Sonically He Doesn't Even Know I'm Alive is the closest to pop on the album even though it has the prototypical synth grooves that characterized Minneapolis. Lisa Keith laces the background vocals and Spencer Barnard does the heavy lifting with the writing and production.

You can imagine Terry Lewis hearing this and saying, okay now let's add some funk to the rest of the album. Jimmy Jam would say now let's take it uptown. Cue When I Think Of You, Nasty and all the basslines that endure, the things that we celebrate from Control.

Lyrically, He Doesn't Even Know I'm Alive is a trifle. And yet, it is completely disarming. You can't take it too seriously because of the subject matter. It captures the uncertainty of teenage love - the giggles of the unrequited longing. The letters column in Right On magazine.

He Doesn't Even Know I'm Alive is needed in the architecture of the album because of the vulnerability it exposes. If we think of Control as Janet's bildungsroman, it is a bildungsroman precisely because of the glimpse of the naivete, the innocence about to be lost.

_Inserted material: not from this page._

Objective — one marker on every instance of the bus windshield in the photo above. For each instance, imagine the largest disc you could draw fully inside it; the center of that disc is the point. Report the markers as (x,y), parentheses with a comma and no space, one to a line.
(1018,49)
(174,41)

The sequencing of Control has been much praised. You can do without He Doesn't Even Know I'm Alive, we don't talk much about the song, but you'd lose something. The patter that starts What Have You Done For Me Lately echoes her homegirls steping in with advice in the chorus: "Talk to him".

I don't think she ever performed He Doesn't Even Know I'm Alive live, it is strictly an album track. Still most people would kill for this kind of filler.

Compare it with almost contemporaneous Crush on You by The Jets that covered the same subject matter and is similarly upbeat and bright dancefloor fodder. Ready For The World's Love You Down captures the sense of yearning but is more akin to Lets Wait Awhile.

I'd like to think that Joe Jackson was expecting more of the same when he entrusted her to Jam and Lewis and was pleasantly surprised. Lightning struck twice, they were good for business.

By the end of Control, Joe Jackson can be under no delusion that his baby girl hasn't moved beyond schoolgirl crushes to needing a supply of birth control pills and condoms in her handbag. The closing moans in Funny how time flies do more work than the later Rolling Stone cover.

Jam and Lewis were great producers because they met their artists as equals and tailored the songs accordingly. Think of the sensitivity towards New Edition, the brotherhood with Alexander O'Neal or the meeting of minds with Cherrelle. Flyte Tyme was a family affair.

Teenage Love, a Playlist

The obligatory crush playlist (spotify version)
Slick Rick is the most wordly of the lot, I'd expect nothing less of hip hop

Others pitched in to confirm that, as speculated, He Doesn't Even Know I'm Alive was the first song recorded for Control.